TJRO mantém condenação por tortura registrada em vídeo em Porto Velho
Acusado assumiu fazer parte de facção criminosa e foi condenado a mais de 10 anos pelos crimes
Um réu condenado pelos crimes de tortura e organização criminosa não conseguiu a absolvição solicitada em recurso de apelação criminal no Tribunal de Justiça do Estado de Rondônia (TJRO). O réu havia sido condenado pelo juízo de 1º grau sob a acusação de pertencer a um grupo criminoso, no qual atuava como líder e "disciplinador", chegando a retirar pessoas de dentro de suas casas para submetê-las a julgamentos com tortura. Ele agia causando pânico aos moradores dos bairros da zona leste de Porto Velho, capital do estado.
Durante o julgamento do recurso de apelação, este foi parcialmente concedido apenas para aplicar a atenuante da confissão quanto ao crime de organização criminosa. Devido a essa revisão, a pena foi reduzida em cerca de 2 anos, sendo fixada em 10 anos e 10 meses, a serem cumpridos inicialmente em regime fechado.

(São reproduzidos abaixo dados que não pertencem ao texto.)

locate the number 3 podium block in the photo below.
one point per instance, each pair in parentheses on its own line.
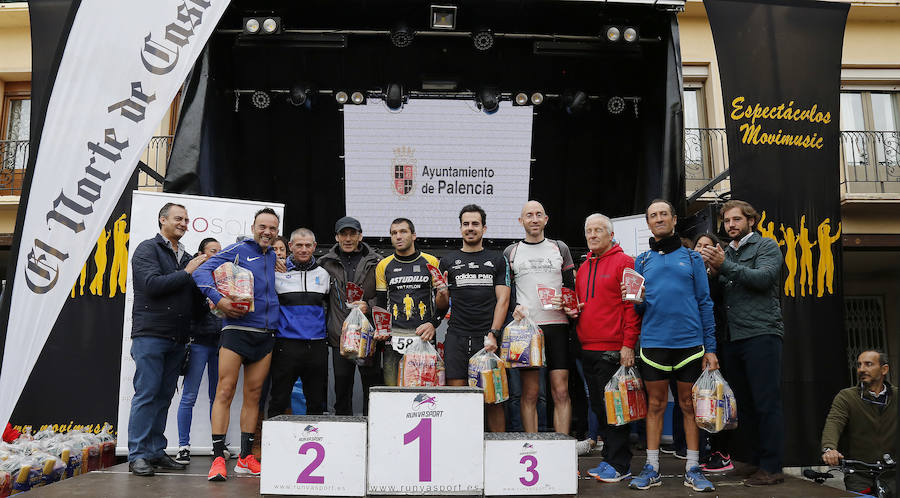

A decisão colegiada sobre a apelação foi proferida pelos desembargadores da 1ª Câmara Criminal do TJRO, tendo como relator do caso o desembargador Francisco Borges.
Papel do réu
O papel do réu era estratégico e de liderança local, atuando como uma espécie de julgador e executor. De acordo com os autos, ele coordenava sessões de espancamento e utilizava meios cruéis para manter o domínio territorial. No dia 26 de agosto de 2023, por exemplo, o réu teria sido o responsável por conduzir uma vítima de sua residência e realizar um espancamento público sob sua liderança.
Constam também, na decisão da 1ª Câmara Criminal, outros episódios registrados em vídeo no mesmo ano. O condenado foi filmado desferindo golpes com um instrumento de madeira contra vítimas, agindo com tamanha violência que o objeto chegou a quebrar no corpo dos agredidos. Além disso, ele gravava as torturas e realizava patrulhamentos ostensivos nas ruas para prestar contas a uma espécie de "conselho superior" do grupo criminoso.
Para o relator, desembargador Francisco Borges, “a robustez do conjunto de provas (registros audiovisuais, identificação das vítimas, testemunhos e até mesmo pela confissão do próprio acusado) não deixa qualquer dúvida quanto à autoria das condutas de tortura praticadas, impondo-se a confirmação de sua condenação”. Em relação ao crime de organização criminosa, o magistrado reiterou que as provas também são contundentes
O julgamento do caso ocorreu durante a sessão eletrônica, realizada entre os dias 27 de abril e 4 de maio de 2026, com a participação dos desembargadores Osny Claro (Presidente da Câmara), Francisco Borges, relator da apelação, e Aldemir de Oliveira.